Time away from the day-to-day grind of high-pressure competitive sports can lead to thoughtful reflections on one’s life.
For Naomi Osaka, professional tennis’ hiatus this spring due to the COVID-19 pandemic has provided lots of time to think.
Osaka, the world’s 10th-ranked women’s singles player, recently spoke to CNN Sport about how she’s using time away from her high-profile job due to the coronavirus outbreak to reflect on her life.
The two-time Grand Slam Singles champion, who was born in Osaka, revealed she’s been carefully poring over her personality, which is something that has troubled her.
“I think people know me as being really shy,” Osaka told CNN Sport’s Christina Macfarlane in a report broadcast this week before adding, “I want to take the quarantine time to just think about everything, and for me, I have a lot of regrets before I go to sleep.”
What does she regret?
“Most of the regrets are because I don’t speak out about what I’m thinking,” the 22-year-old Osaka stated while speaking from her kitchen in her Los Angeles home. “I feel like if I asserted myself, I would have gotten the opportunity to see what would have happened.”
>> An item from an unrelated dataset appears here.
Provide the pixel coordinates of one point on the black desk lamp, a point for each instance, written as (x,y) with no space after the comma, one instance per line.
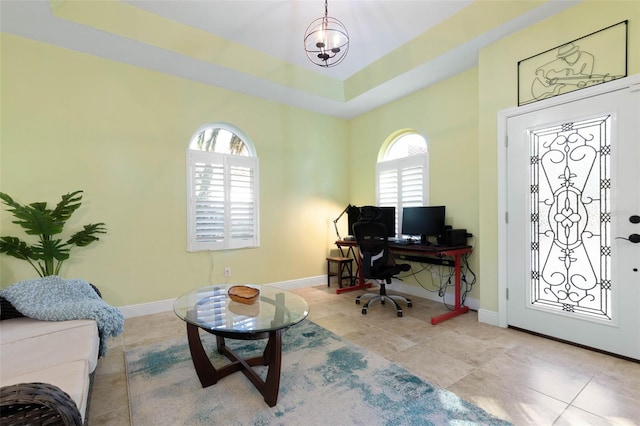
(335,221)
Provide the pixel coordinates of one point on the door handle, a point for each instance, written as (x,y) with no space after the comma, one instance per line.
(634,238)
Interestingly enough, Osaka doesn’t consider tennis her main focus right now.
“I want to take this time to learn something new,” she told CNN (Video here), “because I’m pretty sure I won’t have this much free time ever again. It’s not like I’ll forget how to play tennis.”
Update From The Pool
FINA, aquatic sports’ world governing body, recently announced that the canceled 2021 World Swimming Championships will be held in 2022 in Fukuoka.
The specific dates for the rescheduled extravaganza: May 13-29, 2022.
FINA President Julio Maglione said in a statement, “After liaising with the relevant stakeholders and receiving feedback from them, we have no doubt that the decision taken will provide the best possible conditions for all participants at the championships. We look forward to witnessing the world’s best aquatic athletes from around the world competing in the city of Fukuoka in 2022.
“At a time of unprecedented uncertainty, FINA hopes the announcement of these dates will allow for some clarity in planning for all concerned.”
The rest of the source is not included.